City Councilman Rafael Salamanca Jr.

Councilman looks to defend his seat in Sept. 12 primary

“Every couple of weeks, there’s a different pressing issue,” says City Councilman Rafael Salamanca, 37, who will run in a Sept. 12 primary to protect his seat in the 17th City Council District.

City Councilman Rafael Salamanca Jr., here seen with Melrose constituents in May, will run in a Sept. 12 Democratic primary to hold onto his seat in the 17th Council District.

Incumbent campaigns for third election in 18 months

After a year and a half on the job, City Councilman Rafael Salamanca Jr. says he isn’t running out of new challenges.

“Every couple of weeks, there’s a different pressing issue,” said Salamanca, 37, in his district office beneath the overhead tracks on Southern Boulevard.
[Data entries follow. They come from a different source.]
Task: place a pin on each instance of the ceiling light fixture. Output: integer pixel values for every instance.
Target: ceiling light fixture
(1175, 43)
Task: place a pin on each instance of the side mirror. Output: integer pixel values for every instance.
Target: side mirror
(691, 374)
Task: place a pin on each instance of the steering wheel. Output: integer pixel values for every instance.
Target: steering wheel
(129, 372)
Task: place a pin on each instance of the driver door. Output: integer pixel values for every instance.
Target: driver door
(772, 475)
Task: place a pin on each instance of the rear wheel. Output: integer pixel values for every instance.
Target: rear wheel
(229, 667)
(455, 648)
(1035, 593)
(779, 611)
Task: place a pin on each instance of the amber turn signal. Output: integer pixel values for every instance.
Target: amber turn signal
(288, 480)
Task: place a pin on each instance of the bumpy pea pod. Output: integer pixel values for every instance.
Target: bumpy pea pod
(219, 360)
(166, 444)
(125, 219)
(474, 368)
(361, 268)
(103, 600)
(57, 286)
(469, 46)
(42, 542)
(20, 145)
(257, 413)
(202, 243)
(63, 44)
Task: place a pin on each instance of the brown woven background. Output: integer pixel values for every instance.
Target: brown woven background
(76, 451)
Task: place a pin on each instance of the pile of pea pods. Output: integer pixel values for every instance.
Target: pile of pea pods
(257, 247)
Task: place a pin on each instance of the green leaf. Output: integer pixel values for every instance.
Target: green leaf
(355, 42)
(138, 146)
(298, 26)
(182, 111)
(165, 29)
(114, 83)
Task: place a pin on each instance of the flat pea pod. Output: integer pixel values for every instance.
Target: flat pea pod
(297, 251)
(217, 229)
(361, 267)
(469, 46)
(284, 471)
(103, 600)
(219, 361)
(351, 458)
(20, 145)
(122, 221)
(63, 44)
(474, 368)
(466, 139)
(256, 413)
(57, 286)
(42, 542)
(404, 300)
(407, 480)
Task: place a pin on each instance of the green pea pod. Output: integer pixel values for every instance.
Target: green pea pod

He was first elected to replace Maria del Carmen Arroyo as representative of the 17th City Council District in a February 2016 special election, then ran again last fall, as required by special elections rules, and again won the seat handily.

The incumbent will face off against a retired health care union organizer Helen Hines, in a Sept. 12 Democratic primary. The general election takes place on Nov. 7. Hines was Salamanca’s only challenger in last September’s primary as well.

The Longwood native’s star has risen quickly among Bronx Democrats in the City Council. Salamanca serves on six committees, and chairs the influential Planning, Dispositions and Concessions subcommittee, which decides on the amount of subsidies the city will provide to developers of affordable housing.

“I’m dissecting every project to see if it’s a fit for this community,” he said, adding that the surge of new development taking place across the South Bronx is an opportunity for residents. He attributes his confidence as a negotiator to lessons learned while hammering out deals between Community Board 2 and developers during five and a half years as district manager. “I know the developer wants something, but what are you going to give the community?”

Despite his popularity, Salamanca has encountered some turbulence during his short tenure. In July, Longwood residents fearing displacement protested a private meeting between the Councilman, city officials and housing advocates, who had gathered to discuss a new city study in its run-up to redevelop a swath of warehouses and derelict lots along Southern Boulevard.

Salamanca insists that residents will be included in discussions about new housing, but added that affordability rates should be set to accommodate middle class residents and “individuals coming back from college,” not just the area’s poorest. Rather than seeing the planning department study as a threat, he calls it “an opportunity to look at different pieces of land,” and to rezone if necessary, to create mixed-income housing.

Record homelessness is another concern. The South Bronx “is an area where everybody likes to build homeless shelters. We have more than our fair share.” Salamanca points proudly to the role he played in getting the City Council to change its term sheets, which determine how much financing developers get. Earlier this year, he led a push to tweak the city’s Our Space financing program so that developers must set aside 10 percent of new apartments to house the homeless, compared with as little as five percent previously.

Some Community Board 2 members were angered when they learned of that change at a June meeting with developers of a project to build 740 new apartments on Spofford Avenue. With more homeless families comes the need for more social services, which could alter the fabric of the neighborhood, they argued, sensing that the city had pulled a bait-and-switch to sneak a controversial policy past them.

“They have a right to feel that way,” said Salamanca, but added that tough measures to address rising homlessness are unavoidable.

The incumbent says he hasn’t forgotten about public housing, where residents face a different kind of crisis. He pointed to a $3 million grant he helped secure to bring safety cameras and electronic entry cards into Melrose Houses to help offset continued federal funding cuts. In addition, he pointed to his advocacy to help secure eight new officers to patrol around the Hub, one of the few areas in the city where violent crime has been on the upswing. Last May, thugs beat a 53-year-old street vendor into a coma in a random act of violence, prompting urgent demands for more safety measures.

Salamanca rates a protracted clash with environmental groups and residents over a bill to cap garbage handling earlier this year among his most trying times in office so far. Protesters rallied in front of his district office last December, accusing him of backing big business at the expense of his constituents when he wouldn’t support the bill.

“These were groups I was so close with,” he lamented, saying that, as a lifelong resident and asthmatic, he understands the need to address the area’s notorious pollution problem but needed time to study both sides of the issue.

Recently, he proposed a bill that would lower the cap on the number of daily truck trips construction debris handlers can make, from a number that environmentalists had previously proposed. At the same time, the bill would raise the maximum number of allowable truck trips for two major waste treatment facilities in Port Morris and Hunts Point, from a lower number the environmentalists wanted. No one loves it, but the Councilman sounded a familiar refrain: “There’s always room for negotiating.”

As of mid-August, Salamanca had amassed $214,500 and had spent $34,051, leaving his campaign with a balance of $185,644, according to the NYCC Campaign Finance Board. Hines had a war chest of $33,842.